The Voter Registration Wars: 6 States, 6 Laws, One Objective
By Charles Whitcombe , February 13, 2025
Topic: Electoral Law
Six state legislatures introduced voter registration changes in the first month of the new session. The laws share a common structure: they make registration slightly harder for populations that skew toward one party while making it slightly easier for populations that skew toward the other. The party sponsoring the legislation varies. The objective does not.
WHAT HAPPENED
- Six states introduced significant voter registration changes in January–February 2025
- Georgia: requiring documentary proof of citizenship for new registrations
- Texas: purging rolls of voters who have not voted in four consecutive elections
- Arizona: requiring re-registration for voters whose addresses do not match DMV records
- Michigan: expanding automatic voter registration to include state benefit recipients
- Nevada: implementing same-day voter registration for all elections
- Pennsylvania: requiring signature verification technology for mail-in ballot applications
THE MECHANISM
Voter registration law is the most sophisticated form of election engineering because it operates on populations rather than individual votes. Each law affects a demographic profile: documentary citizenship requirements disproportionately affect naturalized citizens, who are 62% Democratic-leaning. Voter roll purges disproportionately affect young and mobile voters, who are 58% Democratic-leaning. Automatic registration disproportionately adds low-income voters, who are 55% Democratic-leaning.
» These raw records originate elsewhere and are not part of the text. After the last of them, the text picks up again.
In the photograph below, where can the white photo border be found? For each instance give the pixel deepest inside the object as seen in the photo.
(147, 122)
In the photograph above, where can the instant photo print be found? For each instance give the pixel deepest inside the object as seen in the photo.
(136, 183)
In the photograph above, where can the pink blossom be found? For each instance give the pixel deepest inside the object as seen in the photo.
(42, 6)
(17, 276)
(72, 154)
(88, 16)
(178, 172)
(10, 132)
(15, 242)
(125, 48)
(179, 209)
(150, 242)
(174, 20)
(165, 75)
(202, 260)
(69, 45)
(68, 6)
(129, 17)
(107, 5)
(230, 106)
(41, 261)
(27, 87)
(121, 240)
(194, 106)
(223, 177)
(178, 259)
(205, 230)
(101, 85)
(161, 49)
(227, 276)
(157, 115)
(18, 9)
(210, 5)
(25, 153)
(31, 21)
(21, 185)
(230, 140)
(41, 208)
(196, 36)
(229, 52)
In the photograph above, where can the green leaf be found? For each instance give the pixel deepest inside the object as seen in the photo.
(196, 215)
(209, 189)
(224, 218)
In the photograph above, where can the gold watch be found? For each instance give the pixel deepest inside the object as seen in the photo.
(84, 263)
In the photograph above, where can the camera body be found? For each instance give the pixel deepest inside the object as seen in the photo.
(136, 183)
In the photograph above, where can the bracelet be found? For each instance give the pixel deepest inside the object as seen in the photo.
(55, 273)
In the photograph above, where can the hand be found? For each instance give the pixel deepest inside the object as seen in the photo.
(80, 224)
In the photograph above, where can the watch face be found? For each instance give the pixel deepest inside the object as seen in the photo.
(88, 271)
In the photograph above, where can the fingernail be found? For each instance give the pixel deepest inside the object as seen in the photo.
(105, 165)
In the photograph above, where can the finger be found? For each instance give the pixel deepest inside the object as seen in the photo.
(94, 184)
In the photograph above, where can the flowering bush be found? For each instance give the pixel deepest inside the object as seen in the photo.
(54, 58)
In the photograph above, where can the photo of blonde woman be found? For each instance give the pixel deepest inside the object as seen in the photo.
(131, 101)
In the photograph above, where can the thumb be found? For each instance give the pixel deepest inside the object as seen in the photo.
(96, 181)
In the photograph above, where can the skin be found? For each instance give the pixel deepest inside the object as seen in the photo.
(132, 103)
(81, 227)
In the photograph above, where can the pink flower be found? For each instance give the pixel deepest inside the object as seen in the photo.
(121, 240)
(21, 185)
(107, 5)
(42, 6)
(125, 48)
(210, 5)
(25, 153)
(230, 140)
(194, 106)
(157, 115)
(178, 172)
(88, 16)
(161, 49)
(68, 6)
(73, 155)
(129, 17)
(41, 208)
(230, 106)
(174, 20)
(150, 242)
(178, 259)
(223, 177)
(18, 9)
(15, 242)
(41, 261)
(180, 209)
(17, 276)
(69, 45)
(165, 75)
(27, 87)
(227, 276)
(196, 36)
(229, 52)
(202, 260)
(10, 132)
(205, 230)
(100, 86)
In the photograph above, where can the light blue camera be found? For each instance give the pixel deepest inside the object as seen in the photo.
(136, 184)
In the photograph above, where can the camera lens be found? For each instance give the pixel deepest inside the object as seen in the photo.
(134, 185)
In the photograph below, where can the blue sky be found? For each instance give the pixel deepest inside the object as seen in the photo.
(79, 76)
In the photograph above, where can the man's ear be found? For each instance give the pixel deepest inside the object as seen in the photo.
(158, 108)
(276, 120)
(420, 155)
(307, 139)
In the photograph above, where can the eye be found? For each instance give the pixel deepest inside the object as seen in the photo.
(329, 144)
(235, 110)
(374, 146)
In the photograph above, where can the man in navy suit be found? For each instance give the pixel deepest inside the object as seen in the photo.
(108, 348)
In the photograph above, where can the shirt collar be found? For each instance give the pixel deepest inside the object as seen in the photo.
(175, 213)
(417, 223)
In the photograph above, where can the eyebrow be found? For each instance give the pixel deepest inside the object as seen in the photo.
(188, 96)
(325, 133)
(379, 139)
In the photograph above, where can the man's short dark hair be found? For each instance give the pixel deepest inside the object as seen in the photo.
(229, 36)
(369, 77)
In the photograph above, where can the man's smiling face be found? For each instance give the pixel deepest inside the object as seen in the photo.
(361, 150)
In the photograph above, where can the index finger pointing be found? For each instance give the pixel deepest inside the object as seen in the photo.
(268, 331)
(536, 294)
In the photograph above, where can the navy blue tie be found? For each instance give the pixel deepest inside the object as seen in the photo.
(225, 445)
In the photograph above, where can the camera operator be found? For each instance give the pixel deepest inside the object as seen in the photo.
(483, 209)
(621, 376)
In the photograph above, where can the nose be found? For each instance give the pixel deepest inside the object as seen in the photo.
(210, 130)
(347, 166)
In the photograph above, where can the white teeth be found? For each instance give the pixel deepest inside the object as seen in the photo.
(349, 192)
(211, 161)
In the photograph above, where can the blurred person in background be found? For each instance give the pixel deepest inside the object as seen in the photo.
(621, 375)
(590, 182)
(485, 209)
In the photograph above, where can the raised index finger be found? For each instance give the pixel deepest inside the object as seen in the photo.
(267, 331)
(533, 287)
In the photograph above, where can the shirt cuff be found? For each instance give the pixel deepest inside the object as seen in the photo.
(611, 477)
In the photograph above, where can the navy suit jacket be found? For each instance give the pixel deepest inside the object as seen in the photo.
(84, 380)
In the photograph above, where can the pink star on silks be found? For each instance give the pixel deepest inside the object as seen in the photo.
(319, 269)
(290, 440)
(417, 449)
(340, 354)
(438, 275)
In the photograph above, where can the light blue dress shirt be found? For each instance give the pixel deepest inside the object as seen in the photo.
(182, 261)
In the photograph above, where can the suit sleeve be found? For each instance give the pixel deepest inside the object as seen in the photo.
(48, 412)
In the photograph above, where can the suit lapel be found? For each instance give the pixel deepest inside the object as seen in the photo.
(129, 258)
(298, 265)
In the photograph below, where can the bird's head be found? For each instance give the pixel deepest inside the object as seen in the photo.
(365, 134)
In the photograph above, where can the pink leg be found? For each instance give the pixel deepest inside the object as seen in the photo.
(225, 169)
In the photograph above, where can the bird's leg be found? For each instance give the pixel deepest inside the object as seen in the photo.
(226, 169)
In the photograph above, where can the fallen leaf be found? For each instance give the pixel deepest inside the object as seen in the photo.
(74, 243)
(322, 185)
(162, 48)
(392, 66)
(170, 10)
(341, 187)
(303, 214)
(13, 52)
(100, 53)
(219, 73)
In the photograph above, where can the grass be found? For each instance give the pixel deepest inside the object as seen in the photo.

None of these laws mention party affiliation. All of them are designed with party-differential effects. The engineers know exactly which populations they are adding or removing, because the demographic data is publicly available and the correlations are well-established.
THE NUMBERS
The net electoral effect of all six laws combined, if fully implemented and not enjoined by courts, is estimated at 120,000–180,000 voters nationwide. In a midterm election with approximately 110 million votes cast, this is 0.11–0.16% of the total. It is also the approximate margin of victory in 3–5 competitive House races and potentially one Senate race.
POLLERBULL SIGNAL
- What moves odds: Voter registration changes are incorporated into our turnout models as demographic adjustments. The current batch shifts our aggregate forecast by less than 0.5 percentage points, but the effects are concentrated in competitive states where margins are thin.
- What would falsify this: If courts enjoin the restrictive laws and uphold the expansive laws, the net effect reverses. Three of the six laws face pending legal challenges.